Europa-Politiker unter Korruptionsverdacht
Parlamentarier ließen sich offenbar von falschen Lobbyisten locken. Zwei von ihnen sind mittlerweile zurückgetreten.
Brüssel. Mehrere Europa-Parlamentarier haben sich offenbar zur Bestechlichkeit verleiten lassen. Journalisten der britischen Zeitung „Sunday Times“ gaben sich als Lobbyisten aus, die Einfluss auf politische Entscheidungsprozesse nehmen wollten. Für 100 000 Euro waren drei von 60 Parlamentariern anscheinend zu einem Jahr Lobbyarbeit bereit. Zwei von ihnen traten mittlerweile zurück. Die kooperationswilligen Volksvertreter hätten „bestellte“ Gesetzesänderungen angestoßen. Videomaterial der Zeitung zeigt den ehemaligen österreichischen Innenminister Ernst Strasser: Er arbeite bereits für fünf „Klienten“ als Lobbyist, sagte er in dem Video. Das EU-Parlament wisse von nichts.

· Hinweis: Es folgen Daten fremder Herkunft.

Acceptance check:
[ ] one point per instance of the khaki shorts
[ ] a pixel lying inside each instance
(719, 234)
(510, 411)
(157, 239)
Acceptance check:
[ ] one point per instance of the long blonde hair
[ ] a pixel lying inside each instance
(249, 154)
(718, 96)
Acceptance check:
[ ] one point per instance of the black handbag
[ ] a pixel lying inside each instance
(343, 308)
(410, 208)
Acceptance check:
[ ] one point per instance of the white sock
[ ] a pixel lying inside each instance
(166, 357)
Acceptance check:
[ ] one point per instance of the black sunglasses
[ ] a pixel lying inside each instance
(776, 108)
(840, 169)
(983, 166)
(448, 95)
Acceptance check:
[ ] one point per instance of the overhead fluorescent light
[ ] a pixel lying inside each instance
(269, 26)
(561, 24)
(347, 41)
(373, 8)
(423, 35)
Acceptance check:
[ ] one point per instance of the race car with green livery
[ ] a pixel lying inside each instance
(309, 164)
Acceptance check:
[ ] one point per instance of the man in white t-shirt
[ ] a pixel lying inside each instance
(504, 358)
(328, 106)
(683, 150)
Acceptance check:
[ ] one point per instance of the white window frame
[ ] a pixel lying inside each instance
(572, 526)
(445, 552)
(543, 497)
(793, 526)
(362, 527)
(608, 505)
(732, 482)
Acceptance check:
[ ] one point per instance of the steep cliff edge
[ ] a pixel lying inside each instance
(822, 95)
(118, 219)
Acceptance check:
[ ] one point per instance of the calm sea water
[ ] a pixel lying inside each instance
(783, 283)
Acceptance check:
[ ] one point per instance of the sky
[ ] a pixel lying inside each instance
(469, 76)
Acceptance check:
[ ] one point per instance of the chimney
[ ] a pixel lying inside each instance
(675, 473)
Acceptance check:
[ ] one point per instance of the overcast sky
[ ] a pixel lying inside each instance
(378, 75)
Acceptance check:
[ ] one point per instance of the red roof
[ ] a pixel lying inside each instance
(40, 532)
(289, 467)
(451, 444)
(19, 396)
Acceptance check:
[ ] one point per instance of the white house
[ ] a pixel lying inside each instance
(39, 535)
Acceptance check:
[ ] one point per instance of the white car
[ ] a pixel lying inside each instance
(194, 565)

Der Christdemokrat hat sein Abgeordnetenmandat inzwischen zurückgegeben. Im Nachhinein wollte er nur zum Schein mitgespielt haben: „Die Vermutung war, dass es um eine geheimdienstliche Angelegenheit ging“, sagte er dem Fernsehsender ORF.
Auch zwei sozialdemokratische Abgeordnete ließen sich laut der Zeitung auf Lobby-Geschäfte ein: der ehemalige Außenminister Sloweniens, Zoran Thaler, und Rumäniens Ex-Außenminister Adrian Severin. Thaler trat zurück, Severin weigerte sich. Seine Fraktion entband ihn aber von allen Funktionen und schlug vor, das Mandat niederzulegen.
Die Anti-Lobby-Gruppe Alter-EU warnte: „Dieser Skandal könnte nur die Spitze des Eisbergs sein.“ Bisher gibt es bei der EU keine Registrierungspflicht für Lobbyisten — und damit eine große Grauzone. Die Vizepräsidentin des EU-Parlaments, Diana Wallis, kündigte eine Untersuchung an.